I have enough acronyms to know at work.... Also the security issues make me glad I'm on the hardware side of things....


----------



## titan2782 (Nov 4, 2011)

obermd said:


> Not only is the car an example of distributed computing, but the cars themselves are distributed all over the planet. Can anyone say "Skynet?"


Disagree with this. 

Hardware:
To be considered distributed computing, the units would need to be processing information that goes back to a central point (also known as farming). The data being processed is the car's own data and used for it's own purposes. The cars are not controlled by a remote entity. This is not to say that commands cannot be sent to the car to do certain things such as unlocking the door, start, etc but that does not make the system distributed. 

Software:
Each unit has a specific job and will communicate with the other units via a specified interface.

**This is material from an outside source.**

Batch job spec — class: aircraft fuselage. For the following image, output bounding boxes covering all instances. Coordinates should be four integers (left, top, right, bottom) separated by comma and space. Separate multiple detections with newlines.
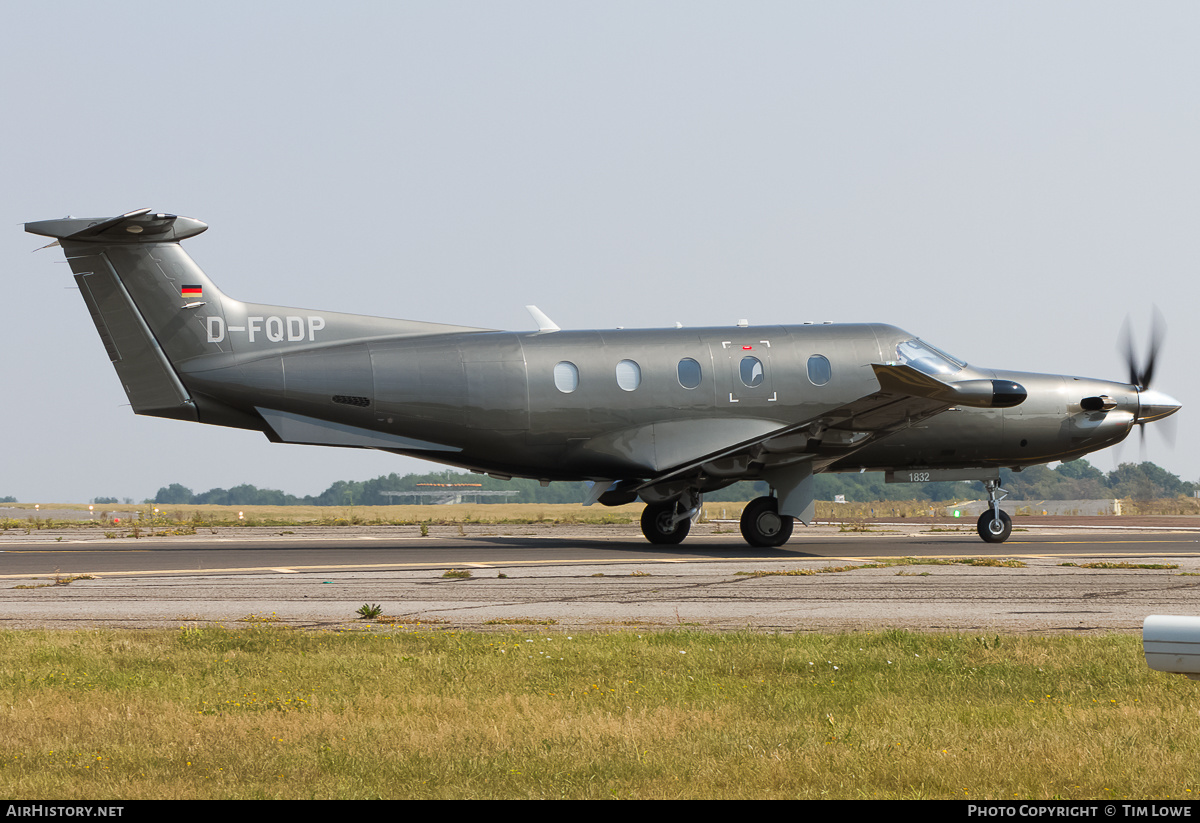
181, 321, 1138, 483
25, 208, 1178, 547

There are single units with no redundancy (in terms of scaling, not fail safe/back up systems). This would be more like SOA (Service Oriented Architecture) instead of distributed architecture. Even still, the units are hosted in the same environment. If, for hypothetical example, my Cruze needed to compute the engine load and asked the engine load module for the value but my engine load module was offline or busy, it would then ask the engine load module of my neighbors Cruze to compute it, that would be distributed.

So, in summary, these cars are a great example of a static, tightly coupled yet cohesive system.

Mobile != Distributed

Maybe you can elaborate on your statement if I'm off.


----------



## scha7530 (Apr 15, 2012)

obermd said:


> I'd like to have access to *EBCM* to reduce the stabilitrak sensitivity.


Considering I work at a company that does this...sensitivity is not as easy as you'd think...the code in these things are crazy complex, and they spend thousands of hours tuning it. 

I'd suggest using the "OFF" mode if you think its being too sensitive at times. Hit the traction control button and then push and hold. I turn mine off all the time for autocrossing.


----------